ラマダンとバングラデシュ
2016年5月30日
「ラマダン」、いわゆる断食月が今年も始まります。
「ラマダン」というのは、「断食」を意味するものではなく、あくまで「イスラム暦の9月の名前」であり、「断食を行う月」と言った方が良いかも知れません。
この月に約一か月ほどイスラム教徒は、おおよそ「日の入りから日没」まで多くの人が飲食はおろか、敬虔なイスラム教徒は唾さえ飲み込まない絶食をしています。
イスラム暦は太陽暦のように「うるう年補正」を行わないため、西洋暦に対して毎年10~11日前後早まっていく傾向にあります。
この起源ですが、諸説あります。
「貧しい人の生活を体現するため」
「イスラム教布教時の苦難を追体験するため」
「世俗から離れ、神への献身と奉仕に尽くすため」
それぞれのイスラム教徒ごとに考えがあるのでしょう。
病人や妊婦、肉体労働者や外国人は断食をしなくてもよい、となっていますが、最近は子供たちも断食に挑戦している子たちも多いです。
我々外国人も、「断食しなくてもよい」と言われていますが、できる限り「人前での飲食は避けるように」心がけてください。
日没の断食明けの食事は「イフタール」と呼ばれます。
バングラデシュで伝統的なものは写真のようなもの。
グリーンチリやナスの揚げ物、ムリと呼ばれるポン菓子のようなお米を揚げたものやジラピと呼ばれる小麦粉の砂糖揚げなど、若干脂ぎったものが出されます。

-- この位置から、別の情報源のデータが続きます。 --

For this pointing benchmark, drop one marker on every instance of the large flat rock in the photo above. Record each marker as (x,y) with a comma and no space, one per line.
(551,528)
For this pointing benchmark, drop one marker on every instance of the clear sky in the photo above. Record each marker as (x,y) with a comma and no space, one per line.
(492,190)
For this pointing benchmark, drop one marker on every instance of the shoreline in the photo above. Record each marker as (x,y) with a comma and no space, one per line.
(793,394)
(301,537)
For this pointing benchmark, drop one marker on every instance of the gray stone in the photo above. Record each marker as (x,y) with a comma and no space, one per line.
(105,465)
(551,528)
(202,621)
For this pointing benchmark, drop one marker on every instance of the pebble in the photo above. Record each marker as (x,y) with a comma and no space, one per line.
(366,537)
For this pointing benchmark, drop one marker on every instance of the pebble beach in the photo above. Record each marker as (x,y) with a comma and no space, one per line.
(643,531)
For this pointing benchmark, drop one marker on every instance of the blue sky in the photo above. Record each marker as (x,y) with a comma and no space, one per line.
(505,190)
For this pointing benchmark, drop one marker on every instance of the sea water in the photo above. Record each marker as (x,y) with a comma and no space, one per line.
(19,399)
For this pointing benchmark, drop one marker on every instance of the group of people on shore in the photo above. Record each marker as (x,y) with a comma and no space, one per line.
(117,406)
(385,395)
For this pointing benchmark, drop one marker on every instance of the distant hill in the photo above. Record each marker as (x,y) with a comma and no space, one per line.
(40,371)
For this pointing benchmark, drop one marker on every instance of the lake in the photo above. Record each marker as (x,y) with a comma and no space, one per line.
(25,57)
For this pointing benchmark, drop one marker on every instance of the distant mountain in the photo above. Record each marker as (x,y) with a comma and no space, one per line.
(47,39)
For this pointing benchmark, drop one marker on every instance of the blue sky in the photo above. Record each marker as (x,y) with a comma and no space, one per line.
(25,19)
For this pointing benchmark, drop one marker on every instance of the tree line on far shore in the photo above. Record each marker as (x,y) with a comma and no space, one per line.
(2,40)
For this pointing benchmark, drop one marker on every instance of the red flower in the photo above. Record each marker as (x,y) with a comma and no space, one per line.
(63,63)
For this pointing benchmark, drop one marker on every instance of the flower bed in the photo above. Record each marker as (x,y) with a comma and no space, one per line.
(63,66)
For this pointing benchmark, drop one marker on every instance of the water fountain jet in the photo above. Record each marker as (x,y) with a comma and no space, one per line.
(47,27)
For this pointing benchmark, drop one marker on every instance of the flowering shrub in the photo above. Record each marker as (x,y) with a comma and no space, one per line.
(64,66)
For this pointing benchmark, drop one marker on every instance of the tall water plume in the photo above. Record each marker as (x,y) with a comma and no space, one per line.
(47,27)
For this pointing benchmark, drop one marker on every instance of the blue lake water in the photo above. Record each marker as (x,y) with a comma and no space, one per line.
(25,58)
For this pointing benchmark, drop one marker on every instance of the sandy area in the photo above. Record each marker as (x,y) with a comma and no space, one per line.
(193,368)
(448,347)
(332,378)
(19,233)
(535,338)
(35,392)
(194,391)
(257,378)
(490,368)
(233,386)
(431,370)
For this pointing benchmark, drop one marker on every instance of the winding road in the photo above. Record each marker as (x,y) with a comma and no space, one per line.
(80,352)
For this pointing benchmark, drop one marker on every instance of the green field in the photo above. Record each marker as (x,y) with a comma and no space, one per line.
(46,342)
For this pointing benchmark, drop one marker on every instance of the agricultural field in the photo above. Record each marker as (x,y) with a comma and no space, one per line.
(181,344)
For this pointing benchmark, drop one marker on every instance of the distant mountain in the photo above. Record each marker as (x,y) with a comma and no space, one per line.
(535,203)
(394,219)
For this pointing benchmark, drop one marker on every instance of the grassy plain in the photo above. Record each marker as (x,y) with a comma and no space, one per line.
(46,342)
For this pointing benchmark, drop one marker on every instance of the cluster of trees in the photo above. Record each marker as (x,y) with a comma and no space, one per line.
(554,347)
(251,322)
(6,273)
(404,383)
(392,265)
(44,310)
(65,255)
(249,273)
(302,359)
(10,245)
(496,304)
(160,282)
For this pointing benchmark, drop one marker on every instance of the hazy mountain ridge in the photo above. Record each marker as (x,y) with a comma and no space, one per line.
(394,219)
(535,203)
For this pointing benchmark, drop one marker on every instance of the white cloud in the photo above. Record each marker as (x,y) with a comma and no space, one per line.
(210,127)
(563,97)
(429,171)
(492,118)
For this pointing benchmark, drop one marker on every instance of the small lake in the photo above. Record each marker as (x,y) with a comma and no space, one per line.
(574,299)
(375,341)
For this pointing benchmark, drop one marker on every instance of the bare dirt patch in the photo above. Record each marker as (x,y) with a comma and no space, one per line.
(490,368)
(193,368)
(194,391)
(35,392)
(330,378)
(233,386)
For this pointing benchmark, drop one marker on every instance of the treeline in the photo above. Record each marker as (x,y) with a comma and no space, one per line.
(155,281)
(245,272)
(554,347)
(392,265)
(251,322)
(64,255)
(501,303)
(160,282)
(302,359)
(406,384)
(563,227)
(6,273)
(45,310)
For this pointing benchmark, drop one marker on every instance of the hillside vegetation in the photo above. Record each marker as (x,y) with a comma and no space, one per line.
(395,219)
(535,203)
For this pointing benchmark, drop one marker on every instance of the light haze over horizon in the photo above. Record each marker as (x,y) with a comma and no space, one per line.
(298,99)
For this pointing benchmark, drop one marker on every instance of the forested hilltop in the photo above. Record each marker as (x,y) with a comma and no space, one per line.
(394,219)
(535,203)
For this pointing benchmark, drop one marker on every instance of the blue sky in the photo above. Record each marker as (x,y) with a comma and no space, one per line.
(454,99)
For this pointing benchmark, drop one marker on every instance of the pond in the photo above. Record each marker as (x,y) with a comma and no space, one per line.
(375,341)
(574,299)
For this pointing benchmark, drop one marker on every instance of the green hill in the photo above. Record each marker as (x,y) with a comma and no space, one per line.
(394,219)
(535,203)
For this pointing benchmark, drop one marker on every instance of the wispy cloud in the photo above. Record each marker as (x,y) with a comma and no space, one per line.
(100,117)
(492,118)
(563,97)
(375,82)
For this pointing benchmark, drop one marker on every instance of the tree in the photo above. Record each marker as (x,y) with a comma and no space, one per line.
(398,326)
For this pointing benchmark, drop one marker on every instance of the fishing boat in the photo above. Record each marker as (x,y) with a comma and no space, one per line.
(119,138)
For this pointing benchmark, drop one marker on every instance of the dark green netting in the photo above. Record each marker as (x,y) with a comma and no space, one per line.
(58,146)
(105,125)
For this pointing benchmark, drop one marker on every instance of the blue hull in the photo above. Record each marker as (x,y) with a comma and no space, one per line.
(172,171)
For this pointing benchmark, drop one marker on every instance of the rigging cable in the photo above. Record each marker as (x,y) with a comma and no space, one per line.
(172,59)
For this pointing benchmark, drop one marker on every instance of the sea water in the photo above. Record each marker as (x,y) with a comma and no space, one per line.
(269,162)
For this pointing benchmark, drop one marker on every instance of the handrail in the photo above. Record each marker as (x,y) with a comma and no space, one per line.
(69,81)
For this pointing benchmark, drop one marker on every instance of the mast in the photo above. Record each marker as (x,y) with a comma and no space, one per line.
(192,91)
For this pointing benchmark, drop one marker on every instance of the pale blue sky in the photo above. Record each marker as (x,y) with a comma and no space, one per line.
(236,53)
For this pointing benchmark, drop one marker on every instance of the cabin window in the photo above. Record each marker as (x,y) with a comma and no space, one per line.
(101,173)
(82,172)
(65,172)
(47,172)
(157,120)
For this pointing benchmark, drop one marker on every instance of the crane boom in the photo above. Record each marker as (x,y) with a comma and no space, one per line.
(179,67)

外国人でも地元の方々に「お呼ばれ」することが多いと思います。
最近では「イフタール・ディナー」と呼ばれるセットメニューをレストランで出しているところも多く、そこでは普段とは違うスペシャルメニューが用意されています。
「ラマダン」と呼ばれる断食月は、決して「苦行」と考えられるネガティブなものではありません。
「ホーリー(神聖な)・ラマダン」と呼ばれるほど、イスラム教徒にとっては「神聖な月」と位置づけられているものです。